The following "Facilities Nondiscrimination" clause shall be incorporated in all future leases where (a) the total rental is in excess of $10,000 per year, or (b) the total rental under the new lease, combined with the total rental under all other NASA leases of space in the same building, exceeds $10,000 per year. FACILITIES NONDISCRIMINATION (AUGUST 1963)

(1) As used in this clause, the term "facility" means stores, shops, restaurants, cafeterias, restrooms, and any other facility of a public nature in the building in which the space covered by this lease is located.

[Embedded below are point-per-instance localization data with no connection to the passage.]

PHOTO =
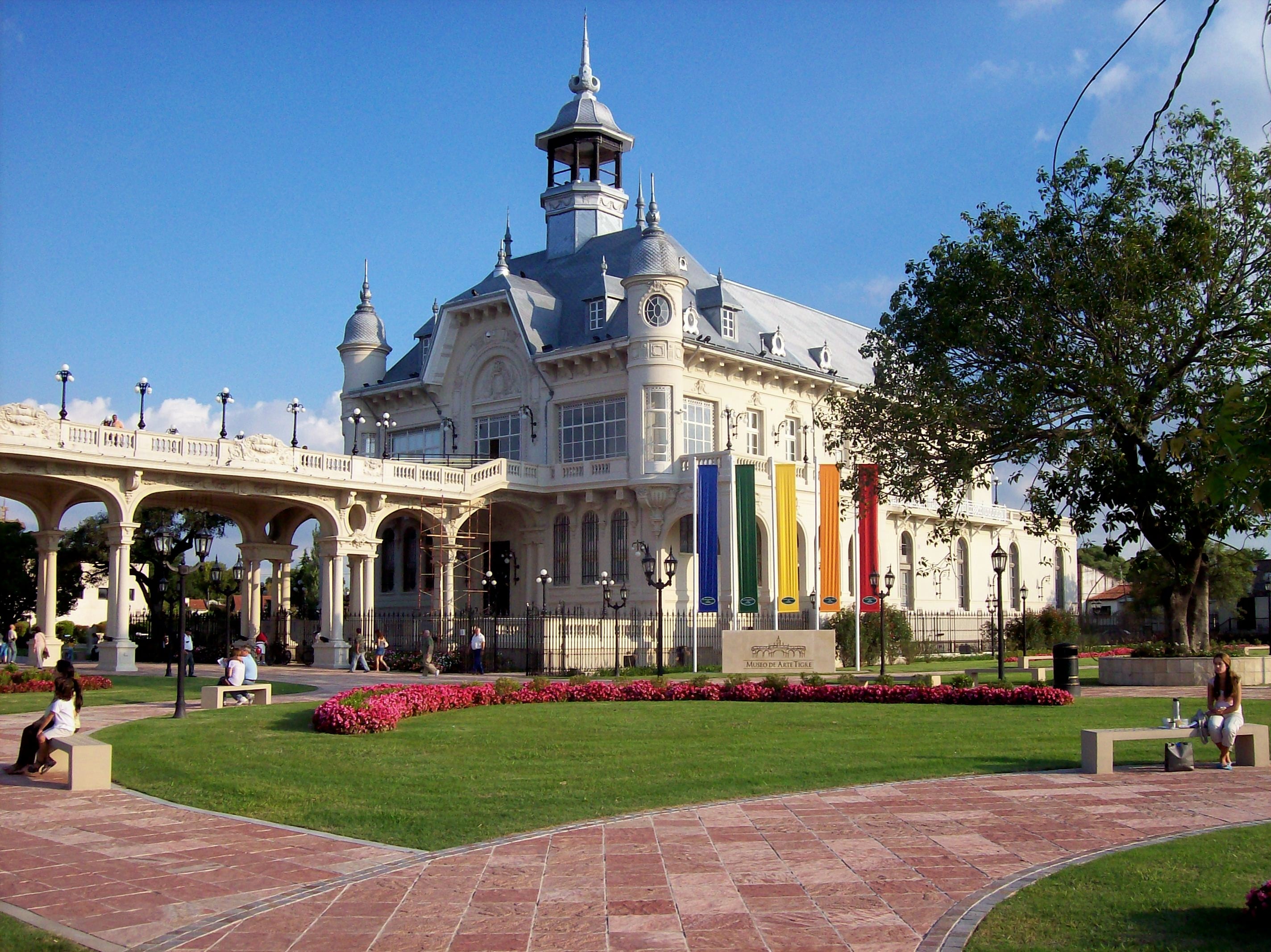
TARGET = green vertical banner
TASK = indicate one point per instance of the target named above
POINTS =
(748, 541)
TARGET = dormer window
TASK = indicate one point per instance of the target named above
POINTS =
(597, 315)
(729, 323)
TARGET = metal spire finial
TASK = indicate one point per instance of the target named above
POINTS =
(585, 83)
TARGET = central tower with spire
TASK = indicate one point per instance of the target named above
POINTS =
(585, 148)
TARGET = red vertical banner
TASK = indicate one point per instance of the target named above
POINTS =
(867, 535)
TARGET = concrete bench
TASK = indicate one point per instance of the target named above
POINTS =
(214, 695)
(899, 679)
(1251, 744)
(1039, 674)
(88, 762)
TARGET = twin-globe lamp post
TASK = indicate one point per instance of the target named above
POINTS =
(889, 580)
(999, 566)
(237, 575)
(648, 562)
(164, 546)
(606, 586)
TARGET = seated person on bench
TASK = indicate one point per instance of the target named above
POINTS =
(1223, 717)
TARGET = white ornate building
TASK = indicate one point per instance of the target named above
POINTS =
(603, 365)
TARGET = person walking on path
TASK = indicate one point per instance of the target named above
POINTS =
(429, 644)
(359, 654)
(382, 650)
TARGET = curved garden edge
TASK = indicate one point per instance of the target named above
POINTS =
(382, 707)
(951, 931)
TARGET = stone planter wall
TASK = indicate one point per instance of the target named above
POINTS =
(1167, 673)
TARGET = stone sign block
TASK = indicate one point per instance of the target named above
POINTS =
(785, 653)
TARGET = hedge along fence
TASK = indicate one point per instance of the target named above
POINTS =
(382, 707)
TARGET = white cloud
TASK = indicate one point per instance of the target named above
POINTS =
(318, 429)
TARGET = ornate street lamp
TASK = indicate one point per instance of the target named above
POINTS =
(295, 408)
(164, 547)
(889, 580)
(224, 400)
(143, 388)
(999, 566)
(384, 440)
(606, 586)
(648, 562)
(66, 378)
(355, 418)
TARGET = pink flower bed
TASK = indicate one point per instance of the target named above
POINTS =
(382, 707)
(1110, 654)
(89, 683)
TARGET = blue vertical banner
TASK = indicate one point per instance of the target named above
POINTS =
(708, 538)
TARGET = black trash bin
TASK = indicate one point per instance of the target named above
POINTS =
(1064, 659)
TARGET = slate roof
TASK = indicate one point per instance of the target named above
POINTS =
(551, 299)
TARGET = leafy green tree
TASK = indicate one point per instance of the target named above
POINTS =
(1096, 344)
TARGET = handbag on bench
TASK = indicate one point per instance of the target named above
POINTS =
(1180, 758)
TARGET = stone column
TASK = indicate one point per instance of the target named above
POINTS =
(46, 594)
(117, 651)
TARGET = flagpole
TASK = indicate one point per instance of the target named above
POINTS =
(697, 566)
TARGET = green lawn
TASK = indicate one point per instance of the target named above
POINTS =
(467, 776)
(133, 689)
(1188, 894)
(18, 937)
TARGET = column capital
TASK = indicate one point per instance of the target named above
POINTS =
(121, 533)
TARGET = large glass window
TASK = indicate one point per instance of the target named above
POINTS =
(963, 572)
(752, 427)
(498, 436)
(618, 546)
(594, 430)
(698, 426)
(561, 551)
(590, 548)
(657, 424)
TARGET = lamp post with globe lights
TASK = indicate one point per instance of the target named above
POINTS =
(143, 388)
(65, 377)
(606, 586)
(999, 566)
(295, 408)
(889, 580)
(224, 400)
(650, 563)
(164, 544)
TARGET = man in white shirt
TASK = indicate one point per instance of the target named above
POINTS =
(478, 646)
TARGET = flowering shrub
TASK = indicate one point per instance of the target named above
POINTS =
(1259, 903)
(35, 686)
(380, 707)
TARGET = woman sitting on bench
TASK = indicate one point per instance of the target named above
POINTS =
(1225, 716)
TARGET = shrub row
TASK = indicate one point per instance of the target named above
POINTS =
(382, 707)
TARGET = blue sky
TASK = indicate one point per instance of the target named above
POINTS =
(187, 190)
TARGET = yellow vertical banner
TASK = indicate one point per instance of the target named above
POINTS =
(787, 539)
(829, 515)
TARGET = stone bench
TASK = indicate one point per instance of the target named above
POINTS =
(88, 762)
(898, 679)
(1039, 674)
(1251, 744)
(214, 695)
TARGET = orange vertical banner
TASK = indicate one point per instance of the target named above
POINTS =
(829, 588)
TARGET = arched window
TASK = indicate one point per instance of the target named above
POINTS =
(388, 562)
(907, 571)
(561, 551)
(1059, 579)
(410, 560)
(963, 571)
(1013, 561)
(618, 546)
(590, 548)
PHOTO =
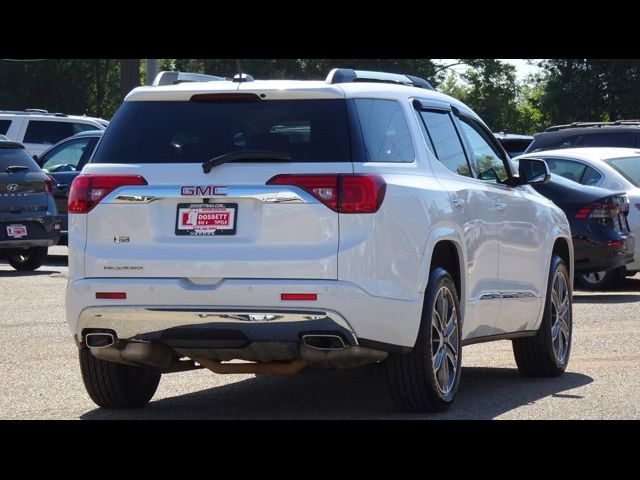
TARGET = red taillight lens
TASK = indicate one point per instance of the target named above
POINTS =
(87, 190)
(342, 193)
(48, 185)
(361, 193)
(599, 210)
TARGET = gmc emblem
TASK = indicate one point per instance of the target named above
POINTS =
(202, 190)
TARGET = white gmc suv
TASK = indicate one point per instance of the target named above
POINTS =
(362, 219)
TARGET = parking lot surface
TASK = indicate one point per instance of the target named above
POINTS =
(41, 377)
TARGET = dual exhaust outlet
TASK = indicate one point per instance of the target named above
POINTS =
(326, 342)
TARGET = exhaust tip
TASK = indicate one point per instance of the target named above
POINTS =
(324, 342)
(99, 340)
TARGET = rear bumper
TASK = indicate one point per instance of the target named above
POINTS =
(228, 313)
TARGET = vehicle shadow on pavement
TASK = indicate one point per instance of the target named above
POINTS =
(600, 298)
(15, 273)
(357, 394)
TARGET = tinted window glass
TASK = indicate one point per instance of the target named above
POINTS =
(83, 127)
(66, 157)
(16, 157)
(446, 142)
(486, 158)
(184, 132)
(4, 126)
(566, 168)
(385, 131)
(590, 177)
(629, 167)
(42, 131)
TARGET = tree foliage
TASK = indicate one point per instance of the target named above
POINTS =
(566, 90)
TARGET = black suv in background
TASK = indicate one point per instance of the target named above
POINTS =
(622, 133)
(29, 222)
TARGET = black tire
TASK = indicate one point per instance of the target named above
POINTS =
(29, 259)
(536, 356)
(598, 280)
(112, 385)
(411, 377)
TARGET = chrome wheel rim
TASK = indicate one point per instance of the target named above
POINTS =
(445, 344)
(594, 277)
(560, 317)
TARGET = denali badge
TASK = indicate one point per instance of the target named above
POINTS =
(202, 190)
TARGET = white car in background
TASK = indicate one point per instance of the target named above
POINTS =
(616, 169)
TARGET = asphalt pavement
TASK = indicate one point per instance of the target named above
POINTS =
(41, 377)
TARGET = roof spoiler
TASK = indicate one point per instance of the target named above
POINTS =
(348, 75)
(173, 78)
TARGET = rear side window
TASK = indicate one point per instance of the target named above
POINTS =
(16, 157)
(43, 131)
(628, 167)
(445, 141)
(384, 130)
(189, 132)
(4, 126)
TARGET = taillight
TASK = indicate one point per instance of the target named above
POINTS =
(342, 193)
(48, 185)
(87, 190)
(599, 211)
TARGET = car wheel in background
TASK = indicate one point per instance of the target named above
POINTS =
(28, 259)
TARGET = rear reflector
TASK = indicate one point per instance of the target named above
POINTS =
(299, 296)
(112, 295)
(87, 190)
(342, 193)
(615, 243)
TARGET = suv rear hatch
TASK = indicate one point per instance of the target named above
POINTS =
(184, 223)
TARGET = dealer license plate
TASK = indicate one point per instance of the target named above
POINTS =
(200, 219)
(16, 231)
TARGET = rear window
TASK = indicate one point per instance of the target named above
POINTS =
(190, 132)
(16, 157)
(628, 167)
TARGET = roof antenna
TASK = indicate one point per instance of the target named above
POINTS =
(239, 70)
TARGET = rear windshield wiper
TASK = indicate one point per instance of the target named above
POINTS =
(16, 168)
(245, 155)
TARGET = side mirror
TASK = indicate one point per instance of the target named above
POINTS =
(533, 171)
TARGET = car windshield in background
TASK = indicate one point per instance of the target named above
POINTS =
(629, 167)
(16, 157)
(189, 132)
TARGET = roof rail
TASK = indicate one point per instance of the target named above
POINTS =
(348, 75)
(173, 78)
(555, 128)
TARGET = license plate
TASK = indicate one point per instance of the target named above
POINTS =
(202, 219)
(16, 231)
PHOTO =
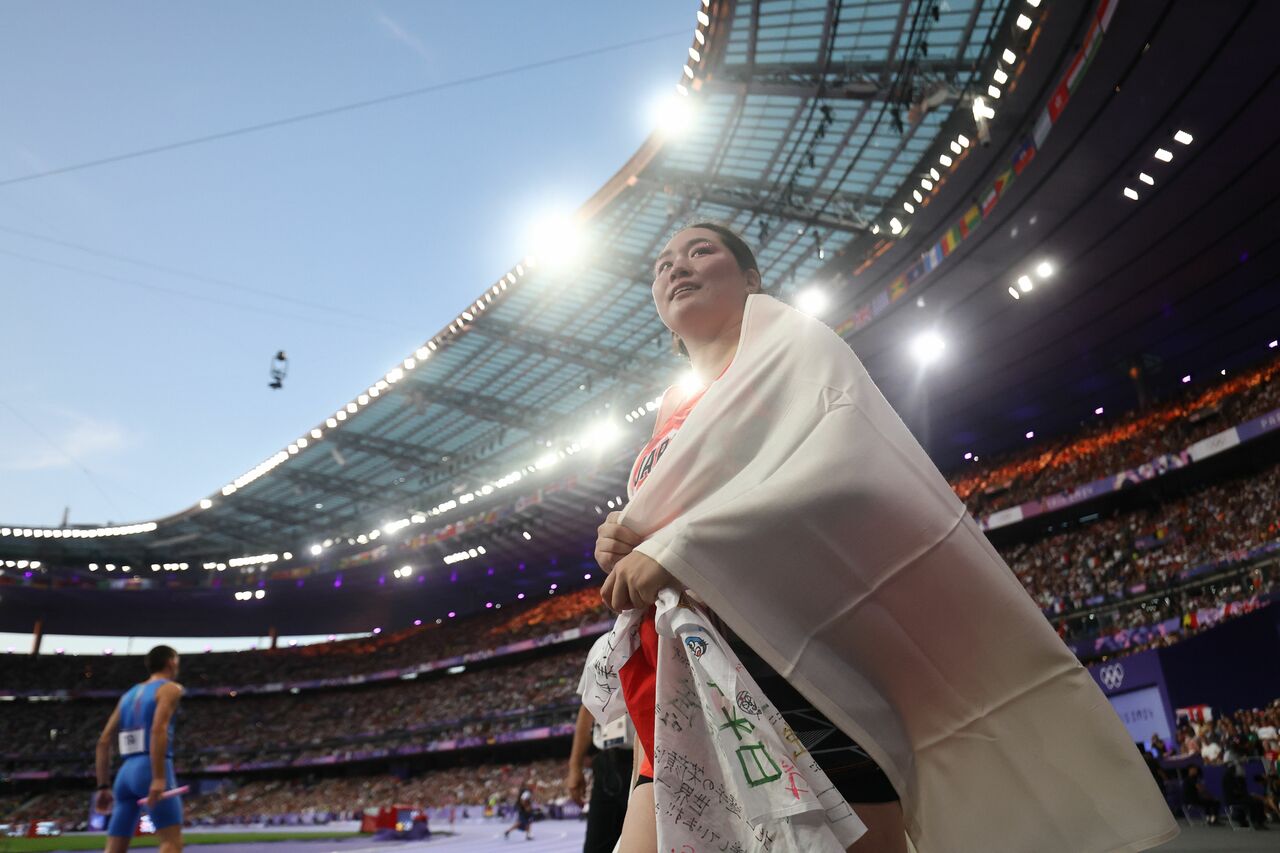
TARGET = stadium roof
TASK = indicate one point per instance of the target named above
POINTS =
(841, 138)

(2) The lessor agrees that he will not discriminate by segregation or otherwise against any person or persons because of race, creed, color, or national origin in furnishing, or by refusing to furnish, to such person or persons the use of any facility, including any and all

services, privileges, accommodations, and activities provided thereby. Nothing herein shall require the furnishing to the general public of the use of any facility customarily furnished by the lessor solely to tenants, their employees, customers, patients, clients, guests, and invitees.

(3) It is agreed that the lessor's noncompliance with the provisions of this clause shall constitute a material breach of this lease. In the event of such noncompliance, the Government may take appropriate action to enforce compliance, may terminate this lease, or may pursue such other remedies as may be provided by law. In the event of termination, the lessor shall be liable for all excess costs of the Government in acquiring substitute space, including but not limited to the cost of moving to such space. Substitute space shall be obtained in as close proximity to the lessor's buildings as is feasible and moving costs will be limited to the actual expenses thereof as incurred.

(4) It is agreed that from and after the date hereof the lessor will, at such time as any agreement is to be entered into or a concession is to be permitted to operate, include or require the inclusion of, the foregoing provisions of this clause in every such agreement or concession pursuant to which any person other than the lessor operates or has the right to operate any facility. Nothing herein contained, however, shall be deemed to require the lessor to include or require the inclusion of the foregoing provisions of this clause in any existing agreement or concession arrangement or one in which the contracting party other than the lessor has the unilateral right to renew or extend the agreement or arrangement, until the expiration of the existing agreement or arrangement and the unilateral right to renew or extend. The lessor also agrees that he will take any and all lawful actions as expeditiously as possible, with respect to any such agreement as NASA may direct as a means of enforcing the intent of this clause, including, but not limited to, termination of the agreement or concession and institution of court action.

§ 18-1.350-3 Lease amendments and renewals.

(a) Prior to executing any amendment to a lease or exercising a lease renewal option, where the total rental exceeds $10,000 per year, the lessor shall be requested to enter into a supplemental agreement to incorporate in the lease, as part of the rental consideration, the "Facilities Nondiscrimination" clause set forth in § 18-1.350-2.

(b) The "Facilities Nondiscrimination" clause shall also be incorporated when the total aggregate rental of multiple NASA leases in a building is in excess of $10,000 per year.